PROTESTE
Le manifestazioni a Santiago hanno riportato molti all’incubo di Pinochet. Tranne i millennial, spiega una sociologa cilena
La rivolta (cilena) dei millennial
Un milione e duecentomila persone che marciano hanno un potere straordinario. La manifestazione di venerdì 25 ottobre a Santiago del Cile ha costretto il presidente conservatore, Sebastián Piñera, ad annunciare un rimpasto di governo e la fine del coprifuoco, dopo che qualche giorno prima aveva promesso riforme per arginare l’enorme disuguaglianza sociale che attanaglia la nazione (il 50% dei cileni vive sotto la soglia di povertà, secondo l’Ocse). Passi avanti che però non bastano al popolo cileno che chiede una nuova Costituzione, pensioni e salari più equi, sanità e scuole. «In tanti sperano che il presidente dia le dimissioni», ci dice Iskra Pavez, 39 anni, sociologa e ricercatrice alla Bernardo O’Higgins University, che si è unita alla protesta con pentola e cucchiaio, «serve un cambiamento nella struttura sociale del Paese».
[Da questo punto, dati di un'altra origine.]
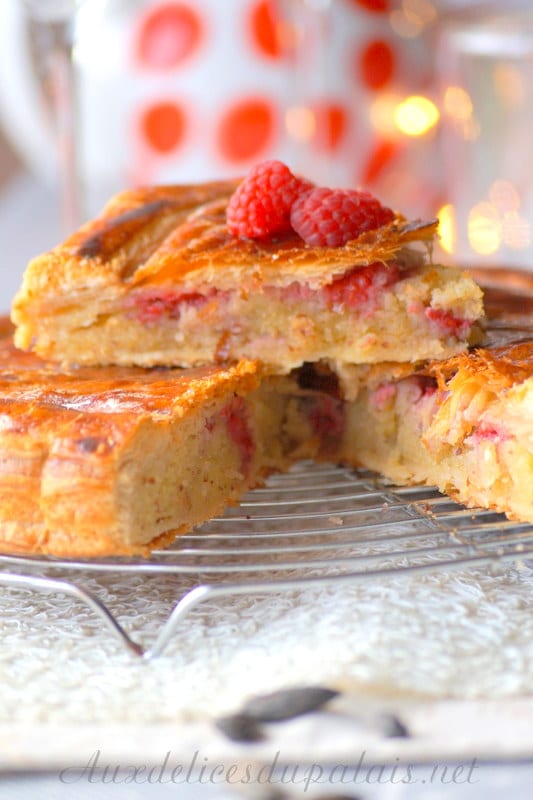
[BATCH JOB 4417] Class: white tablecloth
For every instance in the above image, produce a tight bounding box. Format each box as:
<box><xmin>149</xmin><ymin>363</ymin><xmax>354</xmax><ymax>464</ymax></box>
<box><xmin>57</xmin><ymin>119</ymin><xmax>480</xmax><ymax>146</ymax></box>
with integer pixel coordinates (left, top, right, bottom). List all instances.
<box><xmin>0</xmin><ymin>177</ymin><xmax>533</xmax><ymax>798</ymax></box>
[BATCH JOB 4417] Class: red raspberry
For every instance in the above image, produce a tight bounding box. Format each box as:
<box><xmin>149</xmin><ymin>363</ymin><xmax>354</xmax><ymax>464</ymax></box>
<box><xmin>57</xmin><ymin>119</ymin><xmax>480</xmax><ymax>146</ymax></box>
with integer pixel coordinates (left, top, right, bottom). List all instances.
<box><xmin>226</xmin><ymin>161</ymin><xmax>313</xmax><ymax>239</ymax></box>
<box><xmin>291</xmin><ymin>189</ymin><xmax>394</xmax><ymax>247</ymax></box>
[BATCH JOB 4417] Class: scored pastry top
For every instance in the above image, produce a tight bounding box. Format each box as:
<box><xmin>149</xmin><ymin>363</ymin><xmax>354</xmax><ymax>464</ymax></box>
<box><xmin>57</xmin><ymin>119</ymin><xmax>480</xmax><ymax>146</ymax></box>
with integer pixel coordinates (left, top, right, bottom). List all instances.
<box><xmin>0</xmin><ymin>339</ymin><xmax>260</xmax><ymax>418</ymax></box>
<box><xmin>14</xmin><ymin>181</ymin><xmax>437</xmax><ymax>308</ymax></box>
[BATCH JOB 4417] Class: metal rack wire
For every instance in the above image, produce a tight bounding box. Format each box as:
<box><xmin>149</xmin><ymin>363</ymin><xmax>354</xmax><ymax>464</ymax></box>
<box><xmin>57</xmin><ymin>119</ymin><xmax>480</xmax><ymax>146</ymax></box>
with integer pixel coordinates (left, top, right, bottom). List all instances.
<box><xmin>0</xmin><ymin>462</ymin><xmax>533</xmax><ymax>658</ymax></box>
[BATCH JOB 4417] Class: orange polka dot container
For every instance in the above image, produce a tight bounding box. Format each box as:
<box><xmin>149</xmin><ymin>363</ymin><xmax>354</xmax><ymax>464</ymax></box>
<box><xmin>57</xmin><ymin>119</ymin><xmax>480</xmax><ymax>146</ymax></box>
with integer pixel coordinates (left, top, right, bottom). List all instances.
<box><xmin>71</xmin><ymin>0</ymin><xmax>438</xmax><ymax>214</ymax></box>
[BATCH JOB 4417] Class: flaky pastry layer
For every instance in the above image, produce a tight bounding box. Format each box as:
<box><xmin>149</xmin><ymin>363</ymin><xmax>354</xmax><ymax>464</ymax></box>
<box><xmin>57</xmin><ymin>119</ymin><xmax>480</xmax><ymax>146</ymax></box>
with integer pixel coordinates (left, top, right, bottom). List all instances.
<box><xmin>12</xmin><ymin>183</ymin><xmax>483</xmax><ymax>373</ymax></box>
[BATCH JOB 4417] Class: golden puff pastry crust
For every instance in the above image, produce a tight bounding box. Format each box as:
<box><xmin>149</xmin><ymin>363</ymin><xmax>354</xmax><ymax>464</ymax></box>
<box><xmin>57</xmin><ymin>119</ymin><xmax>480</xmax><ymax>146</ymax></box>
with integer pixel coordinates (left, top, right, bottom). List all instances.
<box><xmin>0</xmin><ymin>339</ymin><xmax>308</xmax><ymax>557</ymax></box>
<box><xmin>12</xmin><ymin>182</ymin><xmax>483</xmax><ymax>374</ymax></box>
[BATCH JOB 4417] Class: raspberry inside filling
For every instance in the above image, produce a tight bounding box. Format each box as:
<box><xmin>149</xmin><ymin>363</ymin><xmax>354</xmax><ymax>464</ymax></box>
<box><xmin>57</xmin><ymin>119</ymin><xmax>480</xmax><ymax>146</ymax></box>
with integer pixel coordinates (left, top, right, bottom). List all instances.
<box><xmin>126</xmin><ymin>261</ymin><xmax>472</xmax><ymax>338</ymax></box>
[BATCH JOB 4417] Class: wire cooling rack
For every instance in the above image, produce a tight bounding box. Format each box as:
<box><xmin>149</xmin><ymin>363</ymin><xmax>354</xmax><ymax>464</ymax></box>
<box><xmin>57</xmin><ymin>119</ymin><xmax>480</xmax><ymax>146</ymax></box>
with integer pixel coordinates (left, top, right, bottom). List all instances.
<box><xmin>0</xmin><ymin>462</ymin><xmax>533</xmax><ymax>658</ymax></box>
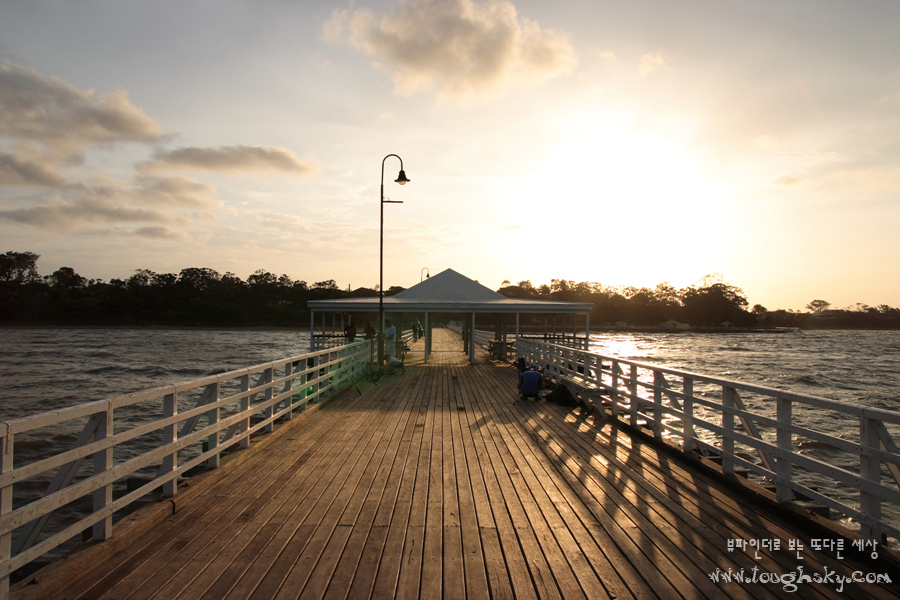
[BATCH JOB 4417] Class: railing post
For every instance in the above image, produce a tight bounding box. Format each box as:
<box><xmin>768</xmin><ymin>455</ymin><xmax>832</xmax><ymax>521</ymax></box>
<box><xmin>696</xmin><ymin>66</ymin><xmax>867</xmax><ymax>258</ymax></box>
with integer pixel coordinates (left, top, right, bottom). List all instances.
<box><xmin>859</xmin><ymin>413</ymin><xmax>881</xmax><ymax>543</ymax></box>
<box><xmin>628</xmin><ymin>365</ymin><xmax>641</xmax><ymax>427</ymax></box>
<box><xmin>722</xmin><ymin>386</ymin><xmax>735</xmax><ymax>474</ymax></box>
<box><xmin>282</xmin><ymin>360</ymin><xmax>299</xmax><ymax>421</ymax></box>
<box><xmin>91</xmin><ymin>402</ymin><xmax>113</xmax><ymax>540</ymax></box>
<box><xmin>609</xmin><ymin>360</ymin><xmax>619</xmax><ymax>419</ymax></box>
<box><xmin>775</xmin><ymin>393</ymin><xmax>794</xmax><ymax>502</ymax></box>
<box><xmin>206</xmin><ymin>380</ymin><xmax>221</xmax><ymax>469</ymax></box>
<box><xmin>239</xmin><ymin>373</ymin><xmax>250</xmax><ymax>448</ymax></box>
<box><xmin>681</xmin><ymin>377</ymin><xmax>694</xmax><ymax>454</ymax></box>
<box><xmin>263</xmin><ymin>367</ymin><xmax>275</xmax><ymax>433</ymax></box>
<box><xmin>310</xmin><ymin>354</ymin><xmax>322</xmax><ymax>402</ymax></box>
<box><xmin>653</xmin><ymin>369</ymin><xmax>665</xmax><ymax>438</ymax></box>
<box><xmin>0</xmin><ymin>424</ymin><xmax>15</xmax><ymax>600</ymax></box>
<box><xmin>159</xmin><ymin>389</ymin><xmax>178</xmax><ymax>498</ymax></box>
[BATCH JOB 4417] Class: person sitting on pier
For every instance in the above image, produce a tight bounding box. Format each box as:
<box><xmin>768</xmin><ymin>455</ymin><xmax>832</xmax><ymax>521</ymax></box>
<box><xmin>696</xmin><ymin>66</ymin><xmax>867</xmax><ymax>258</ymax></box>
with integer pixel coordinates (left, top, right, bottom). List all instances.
<box><xmin>519</xmin><ymin>366</ymin><xmax>544</xmax><ymax>400</ymax></box>
<box><xmin>384</xmin><ymin>319</ymin><xmax>397</xmax><ymax>358</ymax></box>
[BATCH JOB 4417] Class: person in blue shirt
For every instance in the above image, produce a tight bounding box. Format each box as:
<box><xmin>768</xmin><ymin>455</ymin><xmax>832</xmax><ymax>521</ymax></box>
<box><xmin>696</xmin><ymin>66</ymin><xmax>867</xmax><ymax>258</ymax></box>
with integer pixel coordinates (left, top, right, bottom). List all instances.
<box><xmin>384</xmin><ymin>319</ymin><xmax>397</xmax><ymax>360</ymax></box>
<box><xmin>519</xmin><ymin>366</ymin><xmax>544</xmax><ymax>400</ymax></box>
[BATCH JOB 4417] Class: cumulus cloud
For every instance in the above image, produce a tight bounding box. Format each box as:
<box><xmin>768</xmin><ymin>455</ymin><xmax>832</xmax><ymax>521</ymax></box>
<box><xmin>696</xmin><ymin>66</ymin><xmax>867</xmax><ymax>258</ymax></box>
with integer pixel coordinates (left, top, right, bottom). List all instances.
<box><xmin>0</xmin><ymin>177</ymin><xmax>216</xmax><ymax>233</ymax></box>
<box><xmin>138</xmin><ymin>145</ymin><xmax>319</xmax><ymax>176</ymax></box>
<box><xmin>0</xmin><ymin>61</ymin><xmax>161</xmax><ymax>160</ymax></box>
<box><xmin>323</xmin><ymin>0</ymin><xmax>577</xmax><ymax>101</ymax></box>
<box><xmin>0</xmin><ymin>152</ymin><xmax>69</xmax><ymax>188</ymax></box>
<box><xmin>775</xmin><ymin>175</ymin><xmax>802</xmax><ymax>187</ymax></box>
<box><xmin>0</xmin><ymin>60</ymin><xmax>319</xmax><ymax>240</ymax></box>
<box><xmin>638</xmin><ymin>52</ymin><xmax>669</xmax><ymax>75</ymax></box>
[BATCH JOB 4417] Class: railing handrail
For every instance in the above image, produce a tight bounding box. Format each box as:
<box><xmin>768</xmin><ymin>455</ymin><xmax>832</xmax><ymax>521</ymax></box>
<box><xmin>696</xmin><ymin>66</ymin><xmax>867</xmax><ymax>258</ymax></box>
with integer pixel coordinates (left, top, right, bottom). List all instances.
<box><xmin>519</xmin><ymin>336</ymin><xmax>900</xmax><ymax>424</ymax></box>
<box><xmin>0</xmin><ymin>340</ymin><xmax>371</xmax><ymax>598</ymax></box>
<box><xmin>516</xmin><ymin>337</ymin><xmax>900</xmax><ymax>542</ymax></box>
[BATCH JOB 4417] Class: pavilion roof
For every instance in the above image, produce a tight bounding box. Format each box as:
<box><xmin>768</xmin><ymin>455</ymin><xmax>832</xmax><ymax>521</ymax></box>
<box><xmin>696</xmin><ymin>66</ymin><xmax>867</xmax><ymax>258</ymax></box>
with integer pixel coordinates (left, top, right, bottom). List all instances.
<box><xmin>309</xmin><ymin>269</ymin><xmax>594</xmax><ymax>314</ymax></box>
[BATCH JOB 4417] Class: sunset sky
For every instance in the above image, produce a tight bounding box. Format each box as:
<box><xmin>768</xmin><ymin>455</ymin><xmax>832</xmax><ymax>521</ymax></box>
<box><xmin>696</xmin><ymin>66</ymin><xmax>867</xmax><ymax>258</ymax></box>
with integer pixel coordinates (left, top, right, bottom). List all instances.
<box><xmin>0</xmin><ymin>0</ymin><xmax>900</xmax><ymax>309</ymax></box>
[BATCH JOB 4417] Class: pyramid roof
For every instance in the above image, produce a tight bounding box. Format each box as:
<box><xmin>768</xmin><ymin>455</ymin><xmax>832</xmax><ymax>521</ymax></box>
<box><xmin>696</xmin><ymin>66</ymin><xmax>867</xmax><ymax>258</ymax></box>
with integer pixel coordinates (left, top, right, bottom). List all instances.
<box><xmin>309</xmin><ymin>269</ymin><xmax>594</xmax><ymax>314</ymax></box>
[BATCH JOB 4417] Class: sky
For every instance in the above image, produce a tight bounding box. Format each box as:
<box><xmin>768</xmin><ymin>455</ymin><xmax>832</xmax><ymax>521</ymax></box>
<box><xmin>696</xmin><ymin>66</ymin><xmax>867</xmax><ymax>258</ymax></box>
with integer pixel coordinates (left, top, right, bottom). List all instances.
<box><xmin>0</xmin><ymin>0</ymin><xmax>900</xmax><ymax>310</ymax></box>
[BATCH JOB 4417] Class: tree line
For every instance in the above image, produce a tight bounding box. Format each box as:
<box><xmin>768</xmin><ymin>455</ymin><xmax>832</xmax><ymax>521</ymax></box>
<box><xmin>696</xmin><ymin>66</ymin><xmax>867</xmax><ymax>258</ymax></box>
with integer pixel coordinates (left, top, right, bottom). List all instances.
<box><xmin>498</xmin><ymin>274</ymin><xmax>900</xmax><ymax>329</ymax></box>
<box><xmin>0</xmin><ymin>252</ymin><xmax>900</xmax><ymax>328</ymax></box>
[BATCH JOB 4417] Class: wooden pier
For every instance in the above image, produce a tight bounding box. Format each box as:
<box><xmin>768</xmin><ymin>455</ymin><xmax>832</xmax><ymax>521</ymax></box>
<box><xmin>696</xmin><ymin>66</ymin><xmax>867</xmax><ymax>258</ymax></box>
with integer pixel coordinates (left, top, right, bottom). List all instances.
<box><xmin>11</xmin><ymin>330</ymin><xmax>900</xmax><ymax>600</ymax></box>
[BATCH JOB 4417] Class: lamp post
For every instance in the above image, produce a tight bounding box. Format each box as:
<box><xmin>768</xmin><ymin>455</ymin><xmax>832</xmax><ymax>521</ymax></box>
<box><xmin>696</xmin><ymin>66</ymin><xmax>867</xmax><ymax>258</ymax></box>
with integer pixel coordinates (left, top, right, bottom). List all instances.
<box><xmin>378</xmin><ymin>154</ymin><xmax>409</xmax><ymax>367</ymax></box>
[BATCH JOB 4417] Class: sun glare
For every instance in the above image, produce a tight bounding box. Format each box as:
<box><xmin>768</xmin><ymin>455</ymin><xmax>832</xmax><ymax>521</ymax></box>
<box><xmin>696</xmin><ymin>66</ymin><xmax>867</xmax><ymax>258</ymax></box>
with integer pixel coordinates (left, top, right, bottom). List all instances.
<box><xmin>500</xmin><ymin>116</ymin><xmax>726</xmax><ymax>285</ymax></box>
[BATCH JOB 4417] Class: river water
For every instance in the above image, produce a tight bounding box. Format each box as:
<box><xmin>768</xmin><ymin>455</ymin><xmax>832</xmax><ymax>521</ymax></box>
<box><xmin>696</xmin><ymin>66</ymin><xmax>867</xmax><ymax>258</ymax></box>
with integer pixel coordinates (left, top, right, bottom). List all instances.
<box><xmin>0</xmin><ymin>328</ymin><xmax>900</xmax><ymax>552</ymax></box>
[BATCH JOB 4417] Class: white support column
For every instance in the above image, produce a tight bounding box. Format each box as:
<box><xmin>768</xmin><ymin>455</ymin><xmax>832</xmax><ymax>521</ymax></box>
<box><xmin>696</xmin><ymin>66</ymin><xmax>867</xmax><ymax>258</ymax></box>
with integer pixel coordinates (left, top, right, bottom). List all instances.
<box><xmin>469</xmin><ymin>313</ymin><xmax>475</xmax><ymax>365</ymax></box>
<box><xmin>0</xmin><ymin>423</ymin><xmax>14</xmax><ymax>600</ymax></box>
<box><xmin>425</xmin><ymin>312</ymin><xmax>431</xmax><ymax>365</ymax></box>
<box><xmin>91</xmin><ymin>403</ymin><xmax>113</xmax><ymax>540</ymax></box>
<box><xmin>159</xmin><ymin>388</ymin><xmax>178</xmax><ymax>498</ymax></box>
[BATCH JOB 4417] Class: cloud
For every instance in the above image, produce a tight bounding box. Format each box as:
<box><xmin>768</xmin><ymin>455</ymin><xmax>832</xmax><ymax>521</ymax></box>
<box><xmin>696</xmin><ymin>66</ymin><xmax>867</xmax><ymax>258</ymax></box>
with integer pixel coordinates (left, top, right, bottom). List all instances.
<box><xmin>775</xmin><ymin>175</ymin><xmax>803</xmax><ymax>187</ymax></box>
<box><xmin>638</xmin><ymin>52</ymin><xmax>669</xmax><ymax>75</ymax></box>
<box><xmin>137</xmin><ymin>145</ymin><xmax>319</xmax><ymax>176</ymax></box>
<box><xmin>0</xmin><ymin>176</ymin><xmax>216</xmax><ymax>237</ymax></box>
<box><xmin>0</xmin><ymin>60</ymin><xmax>161</xmax><ymax>161</ymax></box>
<box><xmin>131</xmin><ymin>225</ymin><xmax>191</xmax><ymax>242</ymax></box>
<box><xmin>322</xmin><ymin>0</ymin><xmax>577</xmax><ymax>102</ymax></box>
<box><xmin>0</xmin><ymin>152</ymin><xmax>69</xmax><ymax>188</ymax></box>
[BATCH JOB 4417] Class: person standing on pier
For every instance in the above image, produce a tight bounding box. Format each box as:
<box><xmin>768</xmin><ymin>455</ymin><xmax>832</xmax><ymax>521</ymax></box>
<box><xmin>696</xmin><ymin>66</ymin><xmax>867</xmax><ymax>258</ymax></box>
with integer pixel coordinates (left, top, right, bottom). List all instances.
<box><xmin>384</xmin><ymin>319</ymin><xmax>397</xmax><ymax>361</ymax></box>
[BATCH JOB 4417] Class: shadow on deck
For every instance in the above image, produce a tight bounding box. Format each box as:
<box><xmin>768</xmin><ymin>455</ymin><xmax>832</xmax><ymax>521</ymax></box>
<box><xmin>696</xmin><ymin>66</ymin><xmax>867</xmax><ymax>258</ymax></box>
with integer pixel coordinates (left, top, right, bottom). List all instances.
<box><xmin>13</xmin><ymin>336</ymin><xmax>896</xmax><ymax>600</ymax></box>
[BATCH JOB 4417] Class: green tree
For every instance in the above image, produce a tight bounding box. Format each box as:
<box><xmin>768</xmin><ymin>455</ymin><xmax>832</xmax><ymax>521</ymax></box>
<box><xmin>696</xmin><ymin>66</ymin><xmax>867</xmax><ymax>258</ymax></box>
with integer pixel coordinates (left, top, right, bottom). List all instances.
<box><xmin>806</xmin><ymin>300</ymin><xmax>831</xmax><ymax>313</ymax></box>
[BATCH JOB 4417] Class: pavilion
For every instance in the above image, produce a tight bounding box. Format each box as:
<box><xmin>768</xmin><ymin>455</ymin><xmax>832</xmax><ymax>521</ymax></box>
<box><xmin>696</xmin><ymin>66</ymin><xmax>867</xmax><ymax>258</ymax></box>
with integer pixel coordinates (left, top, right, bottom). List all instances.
<box><xmin>309</xmin><ymin>269</ymin><xmax>594</xmax><ymax>363</ymax></box>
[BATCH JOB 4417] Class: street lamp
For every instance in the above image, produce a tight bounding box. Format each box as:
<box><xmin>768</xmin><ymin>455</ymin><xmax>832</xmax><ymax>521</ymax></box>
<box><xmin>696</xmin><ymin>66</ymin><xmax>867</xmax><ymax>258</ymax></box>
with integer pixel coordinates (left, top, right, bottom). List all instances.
<box><xmin>378</xmin><ymin>154</ymin><xmax>409</xmax><ymax>367</ymax></box>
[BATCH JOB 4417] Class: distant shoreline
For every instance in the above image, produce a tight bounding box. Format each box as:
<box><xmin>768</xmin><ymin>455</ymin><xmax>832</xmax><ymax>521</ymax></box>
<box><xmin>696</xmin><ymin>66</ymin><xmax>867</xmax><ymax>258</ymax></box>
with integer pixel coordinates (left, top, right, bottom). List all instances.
<box><xmin>0</xmin><ymin>323</ymin><xmax>900</xmax><ymax>335</ymax></box>
<box><xmin>0</xmin><ymin>323</ymin><xmax>309</xmax><ymax>333</ymax></box>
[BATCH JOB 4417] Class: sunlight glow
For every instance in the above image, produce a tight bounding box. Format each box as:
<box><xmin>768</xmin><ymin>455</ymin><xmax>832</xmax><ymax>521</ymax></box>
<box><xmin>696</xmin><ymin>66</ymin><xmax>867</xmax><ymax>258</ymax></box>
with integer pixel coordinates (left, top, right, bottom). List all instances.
<box><xmin>496</xmin><ymin>118</ymin><xmax>729</xmax><ymax>285</ymax></box>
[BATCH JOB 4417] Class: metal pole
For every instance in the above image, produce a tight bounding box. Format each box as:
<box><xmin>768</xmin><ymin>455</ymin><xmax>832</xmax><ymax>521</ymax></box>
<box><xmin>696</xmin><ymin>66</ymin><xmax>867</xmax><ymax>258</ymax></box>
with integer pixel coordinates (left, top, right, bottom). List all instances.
<box><xmin>378</xmin><ymin>154</ymin><xmax>406</xmax><ymax>367</ymax></box>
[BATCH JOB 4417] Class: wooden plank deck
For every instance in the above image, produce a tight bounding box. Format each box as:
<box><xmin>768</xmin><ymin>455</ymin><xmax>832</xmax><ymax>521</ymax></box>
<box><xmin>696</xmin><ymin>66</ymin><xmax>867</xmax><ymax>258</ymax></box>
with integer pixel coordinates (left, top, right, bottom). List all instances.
<box><xmin>12</xmin><ymin>330</ymin><xmax>897</xmax><ymax>600</ymax></box>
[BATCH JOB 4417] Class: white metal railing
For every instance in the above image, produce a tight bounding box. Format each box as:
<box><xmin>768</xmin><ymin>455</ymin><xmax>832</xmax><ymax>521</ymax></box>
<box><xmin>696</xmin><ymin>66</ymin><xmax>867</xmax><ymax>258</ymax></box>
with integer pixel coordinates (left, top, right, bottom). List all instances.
<box><xmin>516</xmin><ymin>338</ymin><xmax>900</xmax><ymax>543</ymax></box>
<box><xmin>310</xmin><ymin>329</ymin><xmax>417</xmax><ymax>350</ymax></box>
<box><xmin>0</xmin><ymin>341</ymin><xmax>371</xmax><ymax>598</ymax></box>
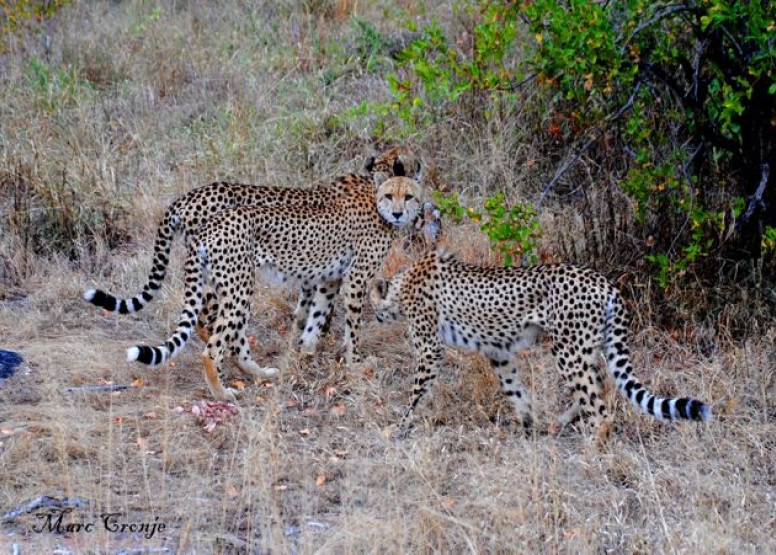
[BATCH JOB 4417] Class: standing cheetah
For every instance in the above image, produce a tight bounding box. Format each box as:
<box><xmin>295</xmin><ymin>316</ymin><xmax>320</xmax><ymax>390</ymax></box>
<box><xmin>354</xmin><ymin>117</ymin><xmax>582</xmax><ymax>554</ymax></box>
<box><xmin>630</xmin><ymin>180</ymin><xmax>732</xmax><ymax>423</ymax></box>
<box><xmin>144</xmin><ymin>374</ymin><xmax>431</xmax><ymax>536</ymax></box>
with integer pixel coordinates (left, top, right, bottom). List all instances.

Tutto è iniziato il 18 ottobre: l’approvazione di una legge per l’aumento del prezzo del biglietto della metropolitana, già molto caro rispetto allo stipendio medio, ha portato gli studenti in piazza. Poi si sono uniti i lavoratori, i pensionati, le casalinghe. Dall’inizio delle proteste sono state uccise 18 persone, centinaia sono state ferite e circa settemila arrestate. «Rivedere i militari per strada mi spaventa, sono cresciuta negli anni di Pinochet», racconta Pavez, «ma questa è la protesta dei millennial: i ragazzi nati dopo il 1990 non hanno paura e non si fermeranno».
Perché?
«Loro non hanno conosciuto la dittatura e i suoi metodi violenti. Il governo sperava di terrorizzarli, ma non ha funzionato. E ora Piñera è costretto ad ascoltare il popolo».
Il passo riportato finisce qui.